Mergers and acquisitions are very common ways to grow in our industry. We’ve acquired five small agencies over the past 15 years. And we’ve been on the receiving end of many tempting offers to sell. So why not? When the subject comes up, some of my first thoughts are: “Life’s too short.” “Too much stress.” “It’s not all about the money.”
For a longer life: Heard that middle management carries the most stress in companies? Well, when a small to medium-size agency sells to a public company, the management of that agency becomes middle management. My guess is that negative stress in a fast-moving, quickly changing industry shortens lives. One of my objectives is to live a long, healthy life.
At 33 years, I’m the longest-running chief executive on the Business Journal’s list of biggest local advertising agencies, and the third longest for PR firms. I would have burned out years ago had I been focused on increasing profits for a public corporation at the risk of decreasing our client satisfaction and longevity.
It’s the culture, stupid: Folks today have increasingly higher expectations in terms of what they want from their jobs. In addition to fair compensation, they want a healthy working environment. Culture is king. Two-income households and the digital age have dramatically changed lifestyles. People want flexibility and personal satisfaction in the work they do. The larger the company, the more the employees have to endure explicit, restrictive policies. In smaller companies like ours, it’s mostly, “Do what’s right for your client and treat people like you believe they’d like to be treated.” We’ve found that if you hire smart, caring people and encourage them to stay in those boundaries, you don’t need a lot of other rules.
More advantages of staying independent: The following advantages are reasons independents can provide better client service than large, slow-moving, siloed public companies.

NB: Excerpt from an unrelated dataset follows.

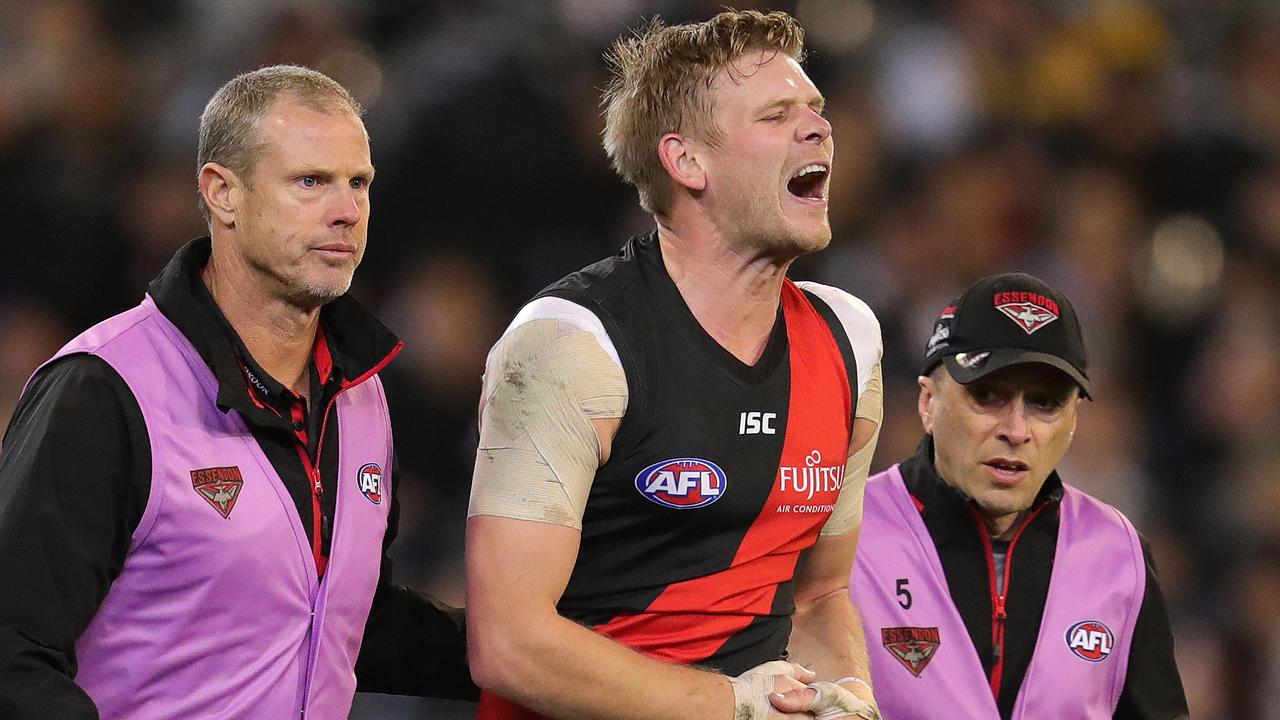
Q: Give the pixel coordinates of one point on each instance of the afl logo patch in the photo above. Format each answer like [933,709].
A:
[369,478]
[1091,641]
[682,483]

• Fewer layers of hierarchy: Faster delivery, more personal satisfaction and clarity of accountability.
• No financial turf wars among conglomerates’ profit centers: Recommendations can be for what’s best for the client, not for the best way to divide revenue among agency profit centers.
• Decisions are made locally: More alignment with local cultures with fewer layers of hierarchy.
• Sensitivity to longer-term client welfare: As compared to catering to shorter-term stockholders’ demands for profit.
• Feelings of ownership and accountability: The results of working on smaller teams.
• The agility to adapt to a quickly changing business environment: Battleships turn faster than aircraft carriers.
• Better pricing for the client: Resulting from a higher percentage of employees actually providing client service vs. administration; i.e., less overhead from more simple operations and no Sarbanes-Oxley or mountains of accounting required for a public company.
And the biggest advantage – in my opinion: Freedom. Freedom to choose clients carefully without pressure to grow the company because of revenue projections made to shareholders and stock analysts. Freedom to promote “balanced lives” for our associates. Fewer evenings and weekends at work, resulting in less associate and client turnover – and a more stable environment.
This freedom attracts Talent with a capital T: Increasingly, smart people are figuring this all out and they are attracted to smaller companies where they can make their mark. Talented people working in an unencumbered environment deliver better work. And that’s what clients look for.
So, “Why such longevity as an independent?” A lack of financial pressure from outside stockholders and a more streamlined, balanced organization allows us to provide the quality of service necessary to build a client-retention record that includes: Panasonic, 26 years; Tahiti Tourism, 21 years; City of Hope, 15 years; Whole Foods Market, 12 years – to name a few. Our associate-retention record is also impressive. It’s this stable, healthy environment that has helped us weather 33 years of increasingly accelerating change and numerous economic recessions. And our continued success gives us hope that will continue for many years to come.
I hope this is helpful to you.
Joe D. Phelps is the founder of Phelps, an advertising and public relations agency in Santa Monica.